I am working on the rails 3 application where i need to pass the html code in to the string variable and pass it to the web services as parameter.
I have the following code with the loop inside but since it is declare in to the string it is not working with the <%%> and #{} tag
#emaildata = "<H3>FLOOR VIEW ACTION REQUEST</H3>
<table border='0' cellspacing='4'>
<tr>
<td>Submitted On:</td>
<td align='left'><strong>#{Date.today}</strong></td>
</tr>
<tr>
<td> Originator: </td>
<td align='left'><strong>#{session[:user_name]}</strong></td>
</tr>
</table>
<table border=0 width=100%>
<tr bgcolor='##006699'>
<td align='center'><font color='##FFFFFF'><strong>ACTION CODE</strong></font></td>
<td align='center'><font color='##FFFFFF'><strong>PART<BR />NUMBER</strong></font></td>
<td align='center'><font color='##FFFFFF'><strong>LOCATION</strong></font></td>
<td align='center'><font color='##FFFFFF'><strong>BIN QTY</strong></font></td>
<td align='center'><font color='##FFFFFF'><strong>PACK QTY</strong></font></td>
<td align='center'><font color='##FFFFFF'><strong>UM</strong></font></td>
<td align='center'><font color='##FFFFFF'><strong>SCAN CODE</strong></font></td>
<td align='center'><font color='##FFFFFF'><strong>REASON / COMMENTS</strong></font></td>
</tr>
<% (1..PartNoListInEmail.length).each_index do |i|%>
<tr bgcolor='##E0E5E5'>
<td align='center'>#{#ActionCodeListInEmail[i]}</td>
<td align='center'>#{#PartNoListInEmail[i]}</td>
<td align='center'>#{#SendToListInEmail[i]}</td>
<td align='center'>#{#OrderQtyListInEmail[i]}</td>
<td align='center'>#{#PackQtyListInEmail[i]}</td>
<td align='center'>#{#UMListInEmail[i]}</td>
<td align='center'>#{#ScancodeListInEmail[i]}</td>
<td align='center'>#{#reasonForActionIn[i]}</td>
</tr>
<%end%>
</table>"
Please help me .
Save your html as partial as a html.erb
#emaildata = "<%= escape_javascript(render :partial=>'some_partial_name', :locals => {:PartNoListInEmail => #PartNoListInEmail}).html_safe %>"
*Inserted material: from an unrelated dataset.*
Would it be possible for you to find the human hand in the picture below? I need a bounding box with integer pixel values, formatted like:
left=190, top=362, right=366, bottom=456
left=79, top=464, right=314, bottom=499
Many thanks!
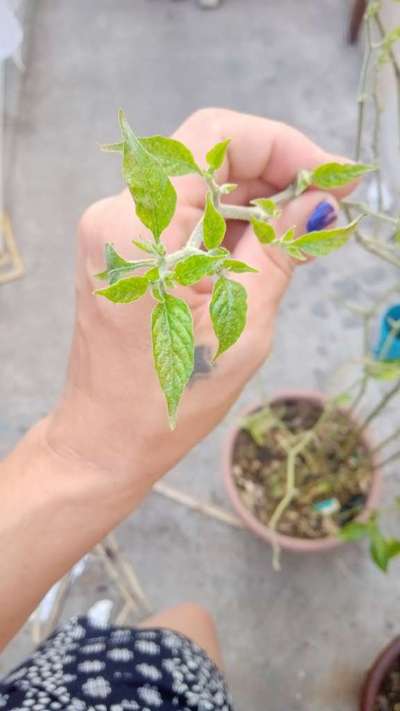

For combining strings with HTML, you want to use a template system like Erb or Haml. If you don't intend to immediately render the template back to a browser, you can still use Erb to do this by calling Erb directly, having it parse the HTML string and variables and return the result as a string.
Once you go down this road, be extra careful of user provided content and escape anything untrustworthy. When you render erb templates normally in rails, rails does a fair amount of work for you to avoid these sorts of problems, but once you do something like what your example showed, or if you use Erb directly to parse it, you no longer benefit from Rails' safety checks, and therefore will need to put in your own checks.